Due to rapid improvements in processor technology, the gap between processor
speeds and I/O latency continues to widen. This will increase the number of
cycles per I/O stall, and therefore the progress that speculative execution
can make during a single stall. To predict the impact of this trend on the
effectiveness of our approach, we modified the striping pseudodevice to
delay notification of completed I/O requests. For example, to simulate the
effect of doubling the gap between processor and disk speeds, we doubled the
time before the system was notified that each I/O request had completed, then
scaled our resulting measurements by half. Since disk positioning times and data rates improve at
different rates, and data rates have been improving at 40% per year lately,
this simulates an artificially slow transfer rate. However, since the disks
perform track-buffer read-ahead while the pseudodevice is delaying completion,
accesses which are physically sequential will appear to have a faster than
modelled transfer rate.
Our simulation results are shown in Figure 6. The improvements obtained by
the manually modified applications increase steadily but insignificantly.
This is unsurprising since their performance is limited by the available I/O
bandwidth and their processing times are already only a small percentage of
their execution times. The curves for the speculating applications are
similar to those for the manually modified applications, although offset
in Gnuld's case. For Agrep and XDataSlice, speculative execution already
generates enough hints to keep the disks busy at all times. For Gnuld, data dependencies, which are independent of
processor speed, prevent speculative execution from using the additional
cycles during I/O stalls to hint more read calls.

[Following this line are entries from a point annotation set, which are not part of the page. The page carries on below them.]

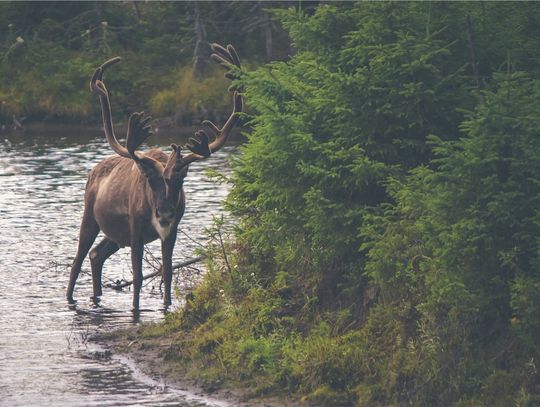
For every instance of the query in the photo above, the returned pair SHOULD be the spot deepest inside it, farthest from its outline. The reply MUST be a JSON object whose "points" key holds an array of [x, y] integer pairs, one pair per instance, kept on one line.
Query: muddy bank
{"points": [[149, 355]]}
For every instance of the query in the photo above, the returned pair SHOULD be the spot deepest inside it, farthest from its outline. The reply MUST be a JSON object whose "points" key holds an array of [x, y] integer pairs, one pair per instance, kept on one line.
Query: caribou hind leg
{"points": [[98, 255], [87, 236]]}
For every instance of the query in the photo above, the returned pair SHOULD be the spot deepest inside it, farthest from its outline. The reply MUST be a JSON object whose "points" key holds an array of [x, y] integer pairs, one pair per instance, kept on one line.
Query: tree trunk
{"points": [[199, 53]]}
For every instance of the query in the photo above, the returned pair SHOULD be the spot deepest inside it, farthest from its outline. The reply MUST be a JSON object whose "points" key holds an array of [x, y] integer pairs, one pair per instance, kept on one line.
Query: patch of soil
{"points": [[148, 355]]}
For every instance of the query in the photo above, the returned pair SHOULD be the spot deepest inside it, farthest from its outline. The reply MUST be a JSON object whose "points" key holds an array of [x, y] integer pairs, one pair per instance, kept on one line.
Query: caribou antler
{"points": [[198, 145], [138, 128]]}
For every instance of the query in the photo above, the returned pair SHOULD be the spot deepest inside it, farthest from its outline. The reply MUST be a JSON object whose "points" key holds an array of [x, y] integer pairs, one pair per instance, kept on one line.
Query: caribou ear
{"points": [[149, 167]]}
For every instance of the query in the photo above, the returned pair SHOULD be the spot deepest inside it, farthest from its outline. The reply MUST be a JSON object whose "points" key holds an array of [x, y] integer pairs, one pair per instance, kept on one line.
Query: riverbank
{"points": [[152, 352]]}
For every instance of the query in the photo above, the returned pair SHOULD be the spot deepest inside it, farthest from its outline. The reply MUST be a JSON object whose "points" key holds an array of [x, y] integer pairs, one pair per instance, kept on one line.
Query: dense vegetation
{"points": [[386, 250], [387, 196], [48, 51]]}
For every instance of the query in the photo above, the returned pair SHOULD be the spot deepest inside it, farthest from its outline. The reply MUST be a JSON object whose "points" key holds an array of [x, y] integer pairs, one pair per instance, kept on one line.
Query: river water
{"points": [[45, 355]]}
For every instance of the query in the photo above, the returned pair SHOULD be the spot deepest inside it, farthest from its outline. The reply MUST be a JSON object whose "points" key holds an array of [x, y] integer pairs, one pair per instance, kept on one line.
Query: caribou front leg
{"points": [[137, 248], [167, 247]]}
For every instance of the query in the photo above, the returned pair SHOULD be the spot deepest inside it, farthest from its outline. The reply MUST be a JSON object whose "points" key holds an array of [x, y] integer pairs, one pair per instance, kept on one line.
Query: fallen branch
{"points": [[118, 285]]}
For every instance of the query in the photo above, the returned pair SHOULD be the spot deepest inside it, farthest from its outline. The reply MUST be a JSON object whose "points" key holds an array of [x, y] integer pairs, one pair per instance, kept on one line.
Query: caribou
{"points": [[136, 197]]}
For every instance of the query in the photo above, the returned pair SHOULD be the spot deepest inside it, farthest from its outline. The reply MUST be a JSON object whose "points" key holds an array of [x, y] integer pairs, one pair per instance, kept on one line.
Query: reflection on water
{"points": [[45, 356]]}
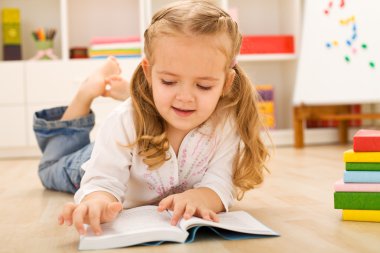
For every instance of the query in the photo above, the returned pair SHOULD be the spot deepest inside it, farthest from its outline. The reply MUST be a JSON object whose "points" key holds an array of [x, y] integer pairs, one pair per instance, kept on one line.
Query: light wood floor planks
{"points": [[296, 200]]}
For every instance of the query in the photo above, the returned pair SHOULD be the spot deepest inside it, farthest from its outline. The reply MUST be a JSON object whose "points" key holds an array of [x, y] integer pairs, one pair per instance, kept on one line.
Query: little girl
{"points": [[188, 139]]}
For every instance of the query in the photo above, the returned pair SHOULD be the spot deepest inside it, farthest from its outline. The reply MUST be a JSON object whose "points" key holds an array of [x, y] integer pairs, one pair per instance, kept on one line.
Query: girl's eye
{"points": [[167, 82], [204, 87]]}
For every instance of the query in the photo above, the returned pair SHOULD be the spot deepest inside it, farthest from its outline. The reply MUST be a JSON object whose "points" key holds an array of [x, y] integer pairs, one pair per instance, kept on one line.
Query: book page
{"points": [[137, 219], [134, 226], [238, 221]]}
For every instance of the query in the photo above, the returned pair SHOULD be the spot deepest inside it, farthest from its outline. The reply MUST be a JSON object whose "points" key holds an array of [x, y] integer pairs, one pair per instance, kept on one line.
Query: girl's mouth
{"points": [[183, 112]]}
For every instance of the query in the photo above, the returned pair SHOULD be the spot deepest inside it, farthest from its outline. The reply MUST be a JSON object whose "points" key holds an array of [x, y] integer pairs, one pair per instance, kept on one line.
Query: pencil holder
{"points": [[44, 50]]}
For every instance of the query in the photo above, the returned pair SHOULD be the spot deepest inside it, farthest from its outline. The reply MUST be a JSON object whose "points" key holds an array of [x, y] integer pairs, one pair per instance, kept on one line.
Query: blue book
{"points": [[361, 177], [146, 226]]}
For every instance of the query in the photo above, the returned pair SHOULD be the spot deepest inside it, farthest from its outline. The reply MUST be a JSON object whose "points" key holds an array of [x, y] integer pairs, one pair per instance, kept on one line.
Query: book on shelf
{"points": [[357, 200], [361, 215], [266, 104], [366, 140], [341, 186], [363, 166], [351, 156], [361, 176], [321, 123], [146, 226]]}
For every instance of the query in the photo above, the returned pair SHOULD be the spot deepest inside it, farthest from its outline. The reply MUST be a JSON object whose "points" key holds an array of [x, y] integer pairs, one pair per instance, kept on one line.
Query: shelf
{"points": [[266, 57]]}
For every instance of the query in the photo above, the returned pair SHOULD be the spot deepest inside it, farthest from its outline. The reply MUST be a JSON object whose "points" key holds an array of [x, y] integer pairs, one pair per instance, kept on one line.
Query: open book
{"points": [[145, 225]]}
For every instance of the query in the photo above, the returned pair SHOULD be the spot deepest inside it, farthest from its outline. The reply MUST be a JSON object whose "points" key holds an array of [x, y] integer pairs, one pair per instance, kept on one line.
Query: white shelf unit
{"points": [[36, 85]]}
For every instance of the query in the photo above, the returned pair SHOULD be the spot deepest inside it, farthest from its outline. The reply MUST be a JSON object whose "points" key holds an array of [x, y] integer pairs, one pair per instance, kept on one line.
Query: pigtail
{"points": [[150, 127], [252, 154]]}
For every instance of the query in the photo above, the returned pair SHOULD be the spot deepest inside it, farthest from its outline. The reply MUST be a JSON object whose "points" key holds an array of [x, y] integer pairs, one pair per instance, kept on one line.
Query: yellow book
{"points": [[351, 156], [361, 215]]}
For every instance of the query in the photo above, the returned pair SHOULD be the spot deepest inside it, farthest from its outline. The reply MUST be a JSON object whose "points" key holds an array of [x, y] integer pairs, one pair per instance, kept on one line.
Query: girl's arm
{"points": [[215, 192]]}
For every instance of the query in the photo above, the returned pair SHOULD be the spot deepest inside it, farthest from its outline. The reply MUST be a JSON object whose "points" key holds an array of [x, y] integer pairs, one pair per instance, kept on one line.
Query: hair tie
{"points": [[233, 63]]}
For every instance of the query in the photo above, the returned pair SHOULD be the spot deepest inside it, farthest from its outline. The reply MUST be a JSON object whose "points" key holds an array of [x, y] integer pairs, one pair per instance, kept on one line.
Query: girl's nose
{"points": [[185, 94]]}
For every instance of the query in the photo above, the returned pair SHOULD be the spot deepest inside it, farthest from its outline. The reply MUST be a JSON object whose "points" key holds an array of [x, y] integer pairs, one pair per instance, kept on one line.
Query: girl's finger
{"points": [[79, 215], [67, 214], [189, 212], [178, 211], [112, 210], [166, 203], [94, 220]]}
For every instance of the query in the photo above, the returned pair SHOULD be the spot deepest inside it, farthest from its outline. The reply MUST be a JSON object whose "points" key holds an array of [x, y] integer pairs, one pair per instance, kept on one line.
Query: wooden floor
{"points": [[296, 200]]}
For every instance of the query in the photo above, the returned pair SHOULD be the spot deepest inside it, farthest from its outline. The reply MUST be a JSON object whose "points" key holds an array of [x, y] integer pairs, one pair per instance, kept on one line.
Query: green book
{"points": [[357, 200], [363, 166]]}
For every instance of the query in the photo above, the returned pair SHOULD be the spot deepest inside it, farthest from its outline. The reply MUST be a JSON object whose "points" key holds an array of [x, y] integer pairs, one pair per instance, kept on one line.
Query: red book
{"points": [[267, 44], [367, 141]]}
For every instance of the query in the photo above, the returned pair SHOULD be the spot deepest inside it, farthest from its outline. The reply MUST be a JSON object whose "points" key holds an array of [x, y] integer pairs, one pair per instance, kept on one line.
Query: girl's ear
{"points": [[147, 70], [229, 81]]}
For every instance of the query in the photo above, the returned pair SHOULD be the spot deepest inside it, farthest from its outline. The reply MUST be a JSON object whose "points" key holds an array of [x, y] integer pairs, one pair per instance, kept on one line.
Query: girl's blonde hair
{"points": [[201, 18]]}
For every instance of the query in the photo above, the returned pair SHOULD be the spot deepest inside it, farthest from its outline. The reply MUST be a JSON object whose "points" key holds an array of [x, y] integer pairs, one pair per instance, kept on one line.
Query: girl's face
{"points": [[187, 78]]}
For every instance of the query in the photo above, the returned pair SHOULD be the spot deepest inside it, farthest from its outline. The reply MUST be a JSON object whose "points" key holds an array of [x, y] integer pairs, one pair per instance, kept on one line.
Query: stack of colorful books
{"points": [[119, 47], [266, 104], [358, 194]]}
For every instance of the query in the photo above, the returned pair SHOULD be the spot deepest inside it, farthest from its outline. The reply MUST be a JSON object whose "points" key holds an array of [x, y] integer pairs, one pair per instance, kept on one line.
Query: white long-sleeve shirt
{"points": [[204, 159]]}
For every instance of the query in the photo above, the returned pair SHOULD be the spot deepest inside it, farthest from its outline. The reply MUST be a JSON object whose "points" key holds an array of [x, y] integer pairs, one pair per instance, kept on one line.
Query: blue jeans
{"points": [[65, 146]]}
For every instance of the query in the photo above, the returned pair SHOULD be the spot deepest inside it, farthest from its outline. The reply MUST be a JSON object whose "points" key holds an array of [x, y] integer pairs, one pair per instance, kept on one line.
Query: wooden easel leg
{"points": [[298, 127], [343, 132]]}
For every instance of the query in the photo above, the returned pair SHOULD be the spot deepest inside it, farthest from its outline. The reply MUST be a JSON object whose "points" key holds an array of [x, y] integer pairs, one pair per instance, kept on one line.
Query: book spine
{"points": [[361, 177], [366, 144], [351, 156], [363, 166], [340, 186], [357, 200], [361, 215]]}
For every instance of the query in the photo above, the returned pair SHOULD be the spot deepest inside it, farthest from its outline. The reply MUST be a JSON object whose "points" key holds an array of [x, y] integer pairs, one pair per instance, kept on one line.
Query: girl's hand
{"points": [[92, 211], [202, 202]]}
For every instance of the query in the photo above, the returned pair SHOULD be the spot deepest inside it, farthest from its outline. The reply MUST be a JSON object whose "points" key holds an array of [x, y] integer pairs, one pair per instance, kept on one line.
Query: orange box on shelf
{"points": [[267, 44]]}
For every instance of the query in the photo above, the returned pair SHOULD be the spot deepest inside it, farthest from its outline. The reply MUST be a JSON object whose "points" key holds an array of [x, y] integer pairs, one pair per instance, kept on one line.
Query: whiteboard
{"points": [[339, 60]]}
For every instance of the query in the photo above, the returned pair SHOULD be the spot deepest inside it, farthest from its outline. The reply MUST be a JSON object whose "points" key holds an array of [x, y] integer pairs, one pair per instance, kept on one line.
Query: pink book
{"points": [[340, 186], [366, 140], [107, 40]]}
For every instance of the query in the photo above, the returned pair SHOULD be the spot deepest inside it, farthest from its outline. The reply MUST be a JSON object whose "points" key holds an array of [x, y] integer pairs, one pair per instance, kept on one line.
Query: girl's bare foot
{"points": [[117, 88]]}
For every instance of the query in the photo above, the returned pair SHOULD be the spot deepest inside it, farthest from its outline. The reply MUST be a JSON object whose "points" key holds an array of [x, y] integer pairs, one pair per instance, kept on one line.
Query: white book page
{"points": [[238, 221], [134, 226]]}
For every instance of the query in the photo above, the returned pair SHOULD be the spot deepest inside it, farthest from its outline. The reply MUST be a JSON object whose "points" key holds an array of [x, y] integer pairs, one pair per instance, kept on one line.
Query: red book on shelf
{"points": [[367, 141], [267, 44]]}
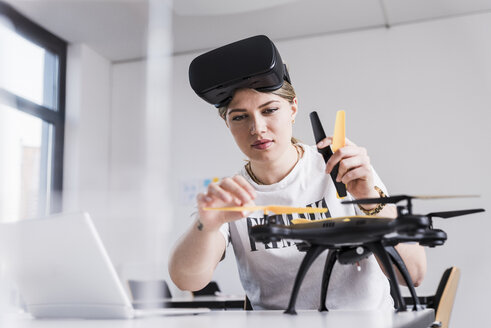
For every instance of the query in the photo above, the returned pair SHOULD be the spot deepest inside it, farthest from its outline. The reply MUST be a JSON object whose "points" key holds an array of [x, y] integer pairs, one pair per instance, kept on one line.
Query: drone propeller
{"points": [[398, 198], [276, 209], [451, 214]]}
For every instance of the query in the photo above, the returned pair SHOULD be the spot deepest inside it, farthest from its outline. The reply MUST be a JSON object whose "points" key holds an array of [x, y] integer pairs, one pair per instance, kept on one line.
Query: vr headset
{"points": [[250, 63]]}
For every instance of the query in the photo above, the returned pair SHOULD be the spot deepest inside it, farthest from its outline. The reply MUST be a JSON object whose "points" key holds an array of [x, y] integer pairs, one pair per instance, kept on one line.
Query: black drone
{"points": [[351, 239]]}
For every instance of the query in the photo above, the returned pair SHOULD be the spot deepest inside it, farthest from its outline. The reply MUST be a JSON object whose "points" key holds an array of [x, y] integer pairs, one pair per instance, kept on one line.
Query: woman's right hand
{"points": [[233, 191]]}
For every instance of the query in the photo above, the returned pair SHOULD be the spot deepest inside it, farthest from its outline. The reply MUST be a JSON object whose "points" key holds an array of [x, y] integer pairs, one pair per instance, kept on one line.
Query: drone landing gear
{"points": [[378, 249], [330, 260], [387, 255], [401, 267], [307, 261]]}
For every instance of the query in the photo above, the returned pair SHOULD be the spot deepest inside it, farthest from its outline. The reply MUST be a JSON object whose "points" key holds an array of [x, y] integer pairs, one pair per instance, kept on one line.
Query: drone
{"points": [[353, 238]]}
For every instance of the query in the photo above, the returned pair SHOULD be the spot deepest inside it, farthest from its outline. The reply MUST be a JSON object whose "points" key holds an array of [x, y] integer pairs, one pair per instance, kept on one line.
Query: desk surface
{"points": [[239, 319]]}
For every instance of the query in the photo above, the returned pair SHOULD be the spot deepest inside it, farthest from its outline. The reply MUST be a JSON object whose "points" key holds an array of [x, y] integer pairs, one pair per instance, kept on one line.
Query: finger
{"points": [[349, 142], [345, 152], [246, 185], [202, 199], [239, 193], [350, 163], [216, 191], [324, 142], [359, 173]]}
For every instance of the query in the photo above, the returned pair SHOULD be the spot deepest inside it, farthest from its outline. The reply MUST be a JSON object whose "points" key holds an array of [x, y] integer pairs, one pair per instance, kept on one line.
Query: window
{"points": [[32, 117]]}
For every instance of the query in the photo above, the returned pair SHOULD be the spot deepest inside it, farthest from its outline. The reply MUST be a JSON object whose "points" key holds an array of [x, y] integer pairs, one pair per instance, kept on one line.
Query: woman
{"points": [[283, 172]]}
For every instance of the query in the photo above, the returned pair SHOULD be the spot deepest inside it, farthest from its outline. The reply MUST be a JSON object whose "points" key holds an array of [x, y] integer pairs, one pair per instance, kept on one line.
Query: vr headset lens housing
{"points": [[250, 63]]}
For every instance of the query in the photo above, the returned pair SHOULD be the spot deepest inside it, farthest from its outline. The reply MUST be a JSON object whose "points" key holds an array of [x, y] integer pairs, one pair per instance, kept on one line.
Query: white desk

For some applications, a more sophisticated design may be able to take
advantage of these additional cycles. For example, it may prove useful
to loosen our current definition of what it means for speculative execution
to be on track. In general, however, applications dependent on recently
read values may not be able to derive additional benefit from faster
processors (unless they are rewritten to allow newly read data to affect
future reads only after more intervening disk requests have been issued).
Figure 6: Results from simulating a widening of the gap
between processor and disk speeds. A processor/disk speed ratio of 1
indicates results in our current experimental environment.